ABIA: Há denúncias de mortes ocorridas recentemente por falta de atendimento, principalmente no interior do estado. A senhora está ciente destas mortes?
Pires: Temos um número alto de mortes em decorrência da AIDS e bastante acima da média nacional. Não sei dizer a causa, se é falta de diagnóstico ou falta de recursos assistencial. Talvez seja um conjunto de fatores. Certamente há muita morte que poderia ser evitada. Acompanhei uma situação recentemente e diria que foi o retrato da nossa desorganização de assistência. Era uma pessoa que estava em uma UPA de Vilar dos Teles (São João de Meriti, na Baixada Fluminense) e que precisava de uma internação. Não sei se a morte seria evitada ou não, porque não sei qual era a situação clínica do paciente. O que eu sei é que o que deveria ter sido feito – até para que a gente pudesse afirmar com segurança que foi feito tudo – infelizmente, não foi. Neste caso específico faltou fazer mais. Há um déficit de leito para internação.
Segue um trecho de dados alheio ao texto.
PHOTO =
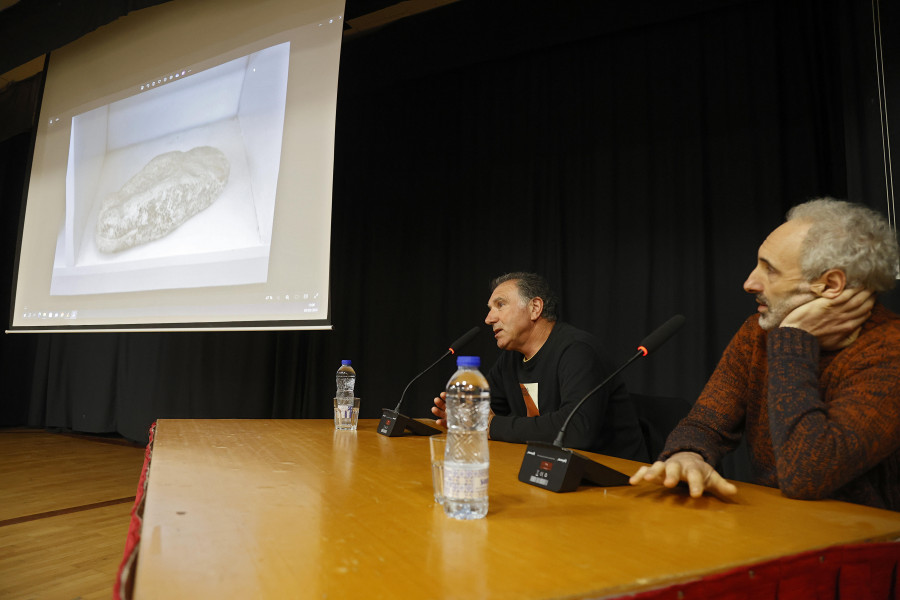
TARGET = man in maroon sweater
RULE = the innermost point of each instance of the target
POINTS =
(812, 380)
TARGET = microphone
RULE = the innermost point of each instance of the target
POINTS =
(393, 424)
(558, 469)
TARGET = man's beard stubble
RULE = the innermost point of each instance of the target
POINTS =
(780, 309)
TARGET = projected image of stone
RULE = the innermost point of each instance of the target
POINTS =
(174, 187)
(169, 190)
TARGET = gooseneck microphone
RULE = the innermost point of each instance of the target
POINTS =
(558, 469)
(394, 424)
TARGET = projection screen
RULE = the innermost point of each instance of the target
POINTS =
(182, 172)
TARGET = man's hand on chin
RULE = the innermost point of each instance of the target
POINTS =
(835, 321)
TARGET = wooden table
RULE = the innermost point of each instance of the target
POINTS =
(294, 509)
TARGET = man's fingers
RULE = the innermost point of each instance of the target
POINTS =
(674, 473)
(648, 473)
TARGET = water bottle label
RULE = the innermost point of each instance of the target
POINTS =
(465, 482)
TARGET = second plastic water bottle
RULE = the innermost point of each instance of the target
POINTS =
(345, 380)
(466, 459)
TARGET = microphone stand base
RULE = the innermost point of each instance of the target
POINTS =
(393, 424)
(562, 470)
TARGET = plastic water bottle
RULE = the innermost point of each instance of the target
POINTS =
(466, 457)
(345, 379)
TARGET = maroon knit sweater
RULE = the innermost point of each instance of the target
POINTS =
(818, 424)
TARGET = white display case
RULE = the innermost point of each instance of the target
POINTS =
(237, 107)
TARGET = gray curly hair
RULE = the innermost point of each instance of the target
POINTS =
(850, 237)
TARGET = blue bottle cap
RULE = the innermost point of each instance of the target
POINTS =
(468, 361)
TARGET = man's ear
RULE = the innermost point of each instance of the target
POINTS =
(537, 307)
(830, 284)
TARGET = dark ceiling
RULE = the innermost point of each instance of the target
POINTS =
(31, 28)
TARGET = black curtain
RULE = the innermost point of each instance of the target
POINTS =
(635, 156)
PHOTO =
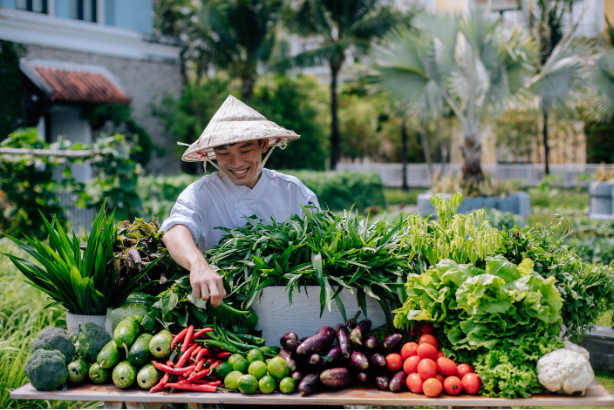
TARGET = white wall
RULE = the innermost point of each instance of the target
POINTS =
(66, 122)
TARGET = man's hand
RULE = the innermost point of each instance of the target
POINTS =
(207, 284)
ABIA: O que está sendo feito neste momento para evitá-las?
Pires: A gente trabalha de acordo com a nossa capacidade de resposta. Estamos investindo em articulações entre esferas dos municípios e junto às universidades para identificar problemas e buscar soluções. Também estamos em busca de financiamento para implementar iniciativas que possam inspirar modelos interessantes de cuidado. Temos o projeto “Teste perto de você”, em parceria com a Fiocruz, financiado por uma organização internacional, e cujo foco é a testagem móvel associada à vinculação do paciente e qualificação do atendimento. Também estamos investindo no diálogo com a sociedade civil. Sabemos que o que fazemos é pouco…
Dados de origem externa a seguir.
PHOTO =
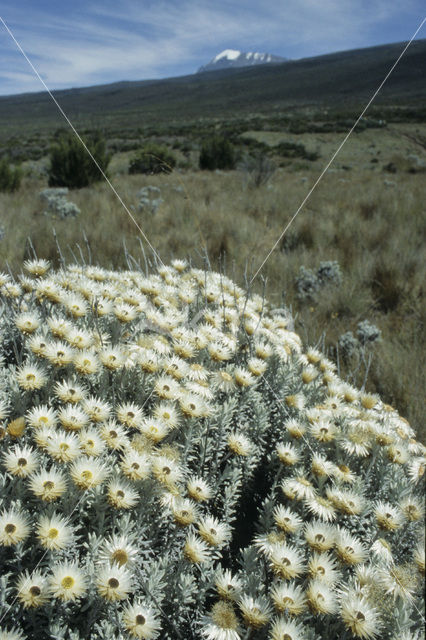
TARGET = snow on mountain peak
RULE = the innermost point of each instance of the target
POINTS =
(229, 54)
(234, 58)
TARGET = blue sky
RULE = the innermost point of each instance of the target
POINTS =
(86, 42)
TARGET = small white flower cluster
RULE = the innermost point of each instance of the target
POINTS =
(157, 429)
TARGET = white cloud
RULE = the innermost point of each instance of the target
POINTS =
(105, 42)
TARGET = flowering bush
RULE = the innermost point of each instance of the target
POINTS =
(176, 465)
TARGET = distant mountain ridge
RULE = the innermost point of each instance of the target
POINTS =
(232, 58)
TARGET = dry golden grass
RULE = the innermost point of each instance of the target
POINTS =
(374, 230)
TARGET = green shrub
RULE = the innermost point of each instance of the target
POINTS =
(217, 153)
(70, 164)
(10, 177)
(153, 158)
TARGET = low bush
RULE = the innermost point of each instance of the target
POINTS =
(217, 153)
(10, 177)
(70, 164)
(151, 159)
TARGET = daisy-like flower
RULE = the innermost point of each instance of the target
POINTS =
(359, 616)
(63, 447)
(67, 582)
(130, 414)
(75, 305)
(48, 485)
(31, 377)
(239, 444)
(112, 358)
(166, 471)
(79, 338)
(256, 366)
(397, 454)
(12, 634)
(215, 533)
(222, 623)
(41, 416)
(399, 581)
(121, 495)
(321, 508)
(227, 586)
(419, 557)
(263, 350)
(219, 352)
(27, 322)
(244, 378)
(288, 598)
(20, 461)
(37, 267)
(54, 532)
(195, 550)
(86, 362)
(167, 387)
(322, 566)
(388, 518)
(87, 473)
(73, 418)
(118, 550)
(288, 454)
(198, 489)
(382, 550)
(295, 429)
(416, 469)
(321, 598)
(32, 589)
(16, 427)
(69, 392)
(348, 502)
(223, 381)
(167, 413)
(286, 519)
(323, 430)
(321, 467)
(283, 629)
(342, 473)
(59, 326)
(91, 443)
(286, 561)
(255, 612)
(136, 466)
(98, 410)
(349, 549)
(184, 511)
(299, 488)
(140, 621)
(114, 582)
(59, 354)
(192, 405)
(295, 401)
(320, 536)
(114, 435)
(14, 527)
(176, 367)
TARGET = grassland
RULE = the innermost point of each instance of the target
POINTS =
(367, 213)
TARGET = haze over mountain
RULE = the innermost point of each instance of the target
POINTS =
(231, 58)
(346, 79)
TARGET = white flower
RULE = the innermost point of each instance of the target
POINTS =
(67, 582)
(140, 621)
(114, 582)
(54, 532)
(20, 461)
(14, 527)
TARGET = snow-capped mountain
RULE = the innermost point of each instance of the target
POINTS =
(233, 58)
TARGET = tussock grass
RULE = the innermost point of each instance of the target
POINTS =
(375, 232)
ABIA: Com o que, do ponto de vista dos recursos, governo conta hoje para fazer o enfrentamento à epidemia de HIV e AIDS no estado?
Pires: Do ponto de vista orçamentário, tem uma parte da transferência do governo federal que é destinada às ações de vigilância e saúde e que não pode ser colocada na área de assistência. Os recursos para a AIDS estão dentro deste teto financeiro. Tem ainda as transferências governamentais para área de saúde e para a área de assistência. E os recursos do Tesouro para pagamento de pessoal.
ABIA: Essa crise vem sendo anunciada há algum tempo e denunciada pelo movimento social de AIDS. O que foi feito do ponto de vista preventivo? Como chegamos até aqui?
Pires: Com relação à Ordem Terceira do Carmo, não tínhamos muito que fazer. Buscamos fortalecer a iniciativa. O governo do estado está enfrentando uma situação muito séria. Por conta da crise financeira do governo, estamos vivendo uma retração, de um modo geral, e na saúde também. A situação salarial dos servidores está instável, não sabemos se vamos receber ou não. É uma situação grave de um modo geral. Não é uma coisa específica da AIDS.